The borrowers should realise that the various statements are required to safeguard their interests and it will facilitate them to seek any help from the bank at the time of need. If the conduct of the account is satisfactory and dealings good with total compliance of all terms and conditions of sanction of facilities, the borrower will be able to fight with the bank for their legitimate rights to get much needed timely help and assistance from the bank. It must be remembered by every borrower that no bank would want their good clients to go out of their fold. Financial discipline is very essential for any borrower for the healthy conduct of their business and to keep up the good relationship.

One of the fundamental mistakes that the borrower client normally commits is that their relationship starts with the individual relations that they initiate with the first manager who entertains their credit needs. They forget the fact that though the individual healthy relationship is very essential, the maintenance of relationship with the bank as a whole is more required in the overall context because the individual relationship depends on the perception and perspectives of the succeeding managers who are liable to be transferred after their tenure in the branch is over. The performance and conduct of the account is perceived more and taken note of than the individual relationship.

The statements and data sought by the banks if submitted purposefully and promptly will enable the banks to have a critical analysis and purposeful evaluation of performance of the borrower clients to monitor their activities based on which timely remedial measures and counseling can be initiated to prevent impeding financial crisis if any. Hence the borrower should consider the timely and prompt submission of all statements and financial papers to the bank as their duty and part of business deal and understand the importance of presenting them on time to the bank to maintain banking discipline.

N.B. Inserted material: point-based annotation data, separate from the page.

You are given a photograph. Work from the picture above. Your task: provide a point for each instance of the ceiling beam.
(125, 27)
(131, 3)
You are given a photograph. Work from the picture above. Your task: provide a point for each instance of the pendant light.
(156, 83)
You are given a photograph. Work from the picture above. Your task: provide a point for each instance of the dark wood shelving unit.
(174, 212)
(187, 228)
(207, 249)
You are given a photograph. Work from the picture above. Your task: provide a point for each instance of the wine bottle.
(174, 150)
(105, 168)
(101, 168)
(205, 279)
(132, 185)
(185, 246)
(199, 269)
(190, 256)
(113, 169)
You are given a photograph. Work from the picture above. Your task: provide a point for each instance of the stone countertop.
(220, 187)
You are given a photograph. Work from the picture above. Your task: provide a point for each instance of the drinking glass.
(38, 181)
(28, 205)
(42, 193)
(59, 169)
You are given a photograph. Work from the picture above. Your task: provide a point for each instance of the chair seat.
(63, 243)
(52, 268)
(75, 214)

Now, how does the bank tackle the problem of delay? They do it by (i) by writing letters to the borrowers stressing the importance of submission of data and statements. (ii) Charging penal interest on their borrowal accounts for the period of delay. (iii) By lowering their credit rating and (iv) by suspension of their credit facilities till the papers are submitted. Even after persuading the borrowers to submit the required data and statements, if the bank fails to get any positive response from the borrower client, then they can use their deadly weapon of invoking the SARFAESI ACT by which the bank can take possession of the secured assets of the business enterprise without the intervention of the court. Eventhough the last resort is an extreme step, the bank’s endeavour must be to inculcate the necessary discipline among the borrower clients by educating them properly even though it is time consuming. But then it is enduring and everlasting.